Na terenie obiektu zastaliśmy młodego człowieka ubranego jedynie w bokserki. Był silnie wzburzony, ale nie agresywny. Nie czuć było od niego alkoholu – podkreśla inspektor Sławomir Jendrzejewski. – Mężczyzna potrzebował pomocy, bo znalazł się w sytuacji, w której nie wiedział co robić – dodaje.

Strażnicy ustalili, że turysta wypoczywał na plaży i w pewnym momencie zasnął. Kiedy się obudził stwierdził, że zniknęły jego ubrania, buty, dokumenty i portfel z pieniędzmi. Został jedynie w bokserkach. 

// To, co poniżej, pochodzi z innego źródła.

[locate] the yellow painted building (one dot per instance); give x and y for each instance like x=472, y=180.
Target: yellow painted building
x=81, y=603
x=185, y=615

Ponieważ doszło do kradzieży, wezwana została policja. Mężczyzna na szczęście pamiętał numery telefonów i mógł się skontaktować z rodziną. Najbliżsi zorganizowali mu pomoc i kilka godzin później pechowy turysta był w domu.

Tymczasem dzień później w ciągu dnia przypadkowa osoba dostrzegła na plaży należący do mężczyzny portfel wraz z dowodem osobistym oraz kartami płatniczymi. Gotówki w nim nie było. Znalazca oddał portfel ratownikom z kąpieliska, a oni przekazali go policjantom – mówi Wojciech Siółkowski z gdańskiej Straży Miejskiej.

Morał z tego jest taki: Pilnujcie swoich rzeczy!